Technical Report NTB 92-14

Mechanical Behaviour of High Level Nuclear Waste Overpacks under Repository Loading and During Welding

One of the concepts for final disposal of high level nuclear waste in Switzerland consists of a mined repository approximately 1200 m deep in the crystalline bedrock of Northern Switzerland. In order to delay the return of the radionuclides to the biosphere, and to reduce their concentration there to acceptable levels, reliance is placed in the multiple safety barrier principle. In addition to the natural barriers (host rock and overlying sediments), the following engineered barriers are envisaged: the waste form itself (vitrified high level nuclear waste), an overpack, the purpose of which is to ensure isolation of the radionuclides from groundwater for a period of at least 1000 years, and a compacted bentonite backfill within which the overpack is placed horizontally in the axis of the repository gallery. This backfill is aimed at reducing the transport of water and dissolved species from the waste to the host rock.

The first part of the present work reports on the participation in the COMPAS project (COntainer Mechanical Performance ASsessment). This project was carried out within the framework of the European Atomic Energy Community's cost-sharing programme on 'Radioactive Waste Management and Disposal'. It was concerned with the mechanical performance of overpacks for vitrified high level nuclear waste. First, the COMPAS project was intended to demonstrate that overpacks can be designed which will be able to withstand the loadings anticipated in deep geological repositories. Second, it investigated the current analytical capability with regard to the prediction of the behaviour of overpacks under both anticipated repository loads and extreme loading conditions. There has been a strong emphasis on predictive finite element calculations in the COMPAS project, with experimental test work to provide data to check the calculations, through a series of models ranging from simple rings to realistic scale models, one in the form of the overpack from Nagra. One of our aims in the COMPAS project was to verify the finite element code used with experiments which are relevant to the design of overpacks.

The second part of this work deals with the issue of stress corrosion cracking of the high level nuclear waste overpack from Nagra which is made out of GS-40 cast steel. The design work carried out for the overpack (Steag & Motor-Columbus 1984) showed for the stresses a safety, margin of a factor 5 against the tensile strength. The issue of stress corrosion cracking must be raised whenever large tensile stresses are expected, even when a low strength steel with potentially good resistance to this type of corrosion is used. A project was initiated by Nagra in order to deal with this issue, the aims being to assess:

  1. the stress corrosion behaviour of the reference steel in a more detailed manner than in the earlier projects and including laboratory testing,
  2. the possibilities for modelling welding stresses and their full or partial relief using 'state-of-the-art' computer codes and
  3. the feasibility of achieving adequate relief of the welding stresses.

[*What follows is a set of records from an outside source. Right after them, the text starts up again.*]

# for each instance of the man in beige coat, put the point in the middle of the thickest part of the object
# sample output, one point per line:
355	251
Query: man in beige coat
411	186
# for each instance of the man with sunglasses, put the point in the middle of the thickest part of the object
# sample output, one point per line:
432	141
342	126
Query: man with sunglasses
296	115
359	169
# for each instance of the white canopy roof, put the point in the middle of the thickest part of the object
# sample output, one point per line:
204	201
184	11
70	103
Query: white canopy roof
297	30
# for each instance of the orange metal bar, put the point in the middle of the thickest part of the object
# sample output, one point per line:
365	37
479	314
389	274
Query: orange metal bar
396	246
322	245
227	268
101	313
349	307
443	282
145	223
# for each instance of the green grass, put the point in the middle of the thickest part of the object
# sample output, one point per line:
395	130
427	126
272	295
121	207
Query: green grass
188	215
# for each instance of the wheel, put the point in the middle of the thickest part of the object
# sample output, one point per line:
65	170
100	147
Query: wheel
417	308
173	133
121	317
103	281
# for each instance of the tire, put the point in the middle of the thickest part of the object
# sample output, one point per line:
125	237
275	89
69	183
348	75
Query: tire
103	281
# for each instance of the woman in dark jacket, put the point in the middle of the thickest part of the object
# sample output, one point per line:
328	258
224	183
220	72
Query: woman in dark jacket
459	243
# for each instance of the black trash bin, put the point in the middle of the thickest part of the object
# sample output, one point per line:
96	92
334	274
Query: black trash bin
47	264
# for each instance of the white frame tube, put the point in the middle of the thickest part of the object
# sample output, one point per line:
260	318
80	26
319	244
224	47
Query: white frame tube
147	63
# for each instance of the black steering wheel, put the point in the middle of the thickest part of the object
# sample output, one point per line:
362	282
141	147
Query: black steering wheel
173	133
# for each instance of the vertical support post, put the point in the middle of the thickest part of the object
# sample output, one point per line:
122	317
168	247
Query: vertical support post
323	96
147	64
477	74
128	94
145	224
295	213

The above-mentioned aim (2) is the subject of the second part of this work. After a description of the material properties of GS-40 cast steel, the one-dimensional FIBRE model is discussed, which should give an insight into the parameters involved in a thermomechanical calculation of a welding process. Next the thermomechanical calculation for the evaluation of residual stresses using the finite element method is described; it includes the calculation procedure and the verification of the proposed user-supplied material model for the simulation of the material behaviour at high temperature and during multipass welding and stress relief.

The calculations were performed with the commercially available finite element code ADINA (ADINA 1984). The output from ADINA was used as input to the postprocessor ORVIRT (Bass & Bryson 1983) when fracture calculations are considered. During the simulation of the welding process, the need for a user-supplied material model for the simulation of material behaviour at high temperature became obvious. This was implemented in the finite element code SOLVIA (SOLVIA 1987) which was derived from ADINA version 84.

The work presented allows concluding the following:

  • The commercially available finite element code ADINA is suitable for the stress analysis of high level nuclear waste overpacks under repository loading and during welding.
  • It was demonstrated that the behaviour of an overpack can be modelled to a level of accuracy within engineering limits with the help of the finite element code ADINA. The verification and validation work performed in the COMPAS project treated creep, fracture mechanics problems and buckling; the experiments were simulated by two-dimensional or three-dimensional models considering elastoplastic material behaviour and large displacements. The material model used to simulate the material behaviour at high temperature was verified with an experiment where two annuli are welded together by means of electro-beam welding.
  • The assumptions used in the thermomechanical calculations for the simulation of the welding process are important for the residual shape of the work piece, but not for the residual stresses. The calculated residual stresses are high and, therefore, they are limited by the yield limit. The calculated tensile stresses around the weld may reach the yield limit.
  • The stress relief obtained in a post-weld heat treatment may be maintained during the subsequent cooling to ambient temperature when the cooling process is performed appropriately. Rapid cooling may result in large residual stresses which will not be reduced in all cases, even if viscous effects are considered.